New Orleans continues to have problems, with authorities conducting a sweeping arrest warrant at the Archdiocese, as reported in May. Among the crimes under investigation are that of a priest who assaulted a student under the guise of showing him a wrestling move. (The archdiocese declared bankruptcy to protect itself from the flood of abuse claims.)

But if VIRTUS isn’t working, or at least not working as intended, neither is SafeSport, says USA TODAY: “According to the center’s 2022 annual report, less than 15 percent of the 12,751 cases it investigated from March 2017 through 2022 ended with a formal resolution. Another nearly 38 percent were “administratively closed,” meaning SafeSport made no findings and imposed no sanctions. The agency declined to pursue virtually all the rest, saying they fell outside its sexual misconduct mandate.”

At the heart of its problems, the organization is overwhelmed and underfunded. In fact, SafeSport’s budget is $23 million, and it gets only $2.3 million from the government (as opposed to U.S. Anti-Doping Agency, which receives half of its $28.5 million budget from the government). As a result, many of those who need to take SafeSport training (many governing bodies require their state and local board members and others to do so) must foot the annual bill themselves. And, notes USA TODAY, critics say there’s no way SafeSport can be effective if most of its funding comes from those it polices. (The case in Baltimore mentioned earlier is an example of one of those failures.)

“Going to SafeSport is like your local diocese saying ’Hey, got a problem with a local priest? Call us,’” said attorney Jon Little.

The problems, say, aren’t going unnoticed; in fact, they were laid bare “when a bi-partisan commission tasked with investigating the Olympic and paralympic movement in the United States issued its report on how to improve the sprawling ecosystem that it encompasses, including athlete safety. This was followed by two hearings, one in the Senate and another in the House of Representatives. The report totaled more than 275 pages and delved into the many ways the current Olympic and paralympic movement is failing athletes.”

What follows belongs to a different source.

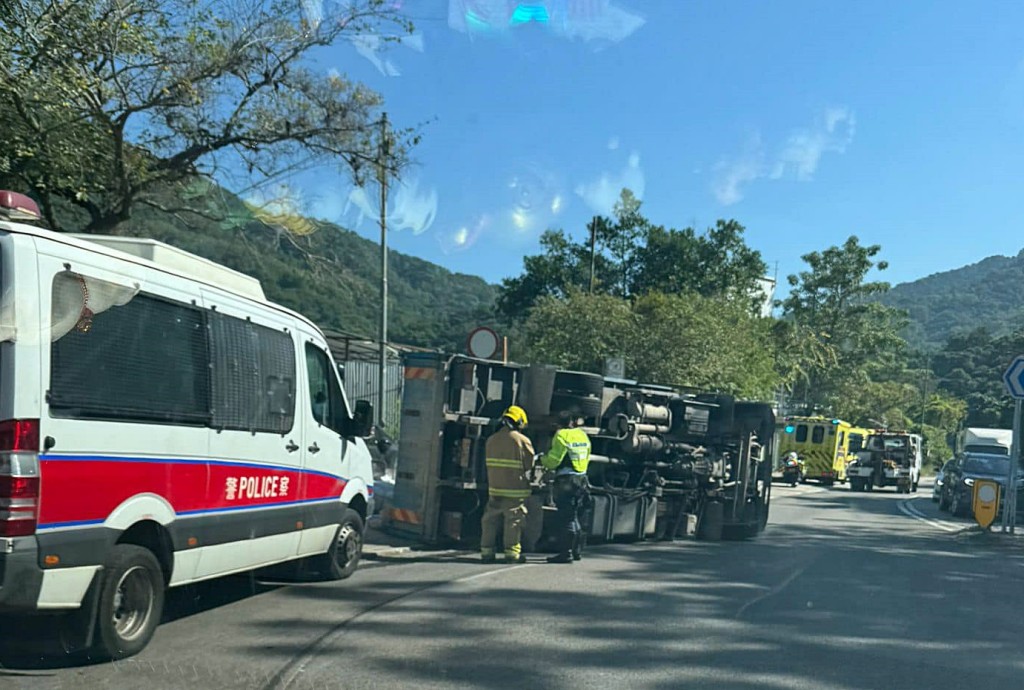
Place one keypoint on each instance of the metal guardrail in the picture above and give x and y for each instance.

On April 1, SafeSport announced in a press release that it was making changes to try to better its system. Unfortunately, it has already lost the trust of athletes, many of whom will try alternate methods to report abuse, such as going to the police and retaining their own legal counsel. Still more victims will not bother to report at all, under the assumption that nothing will change and that they will be made into pariahs.

USA TODAY notes that a 2021 survey by the global advocacy group, World Players, found 13 percent of 297 athletes surveyed worldwide had reported sexual abuse as a child in sports.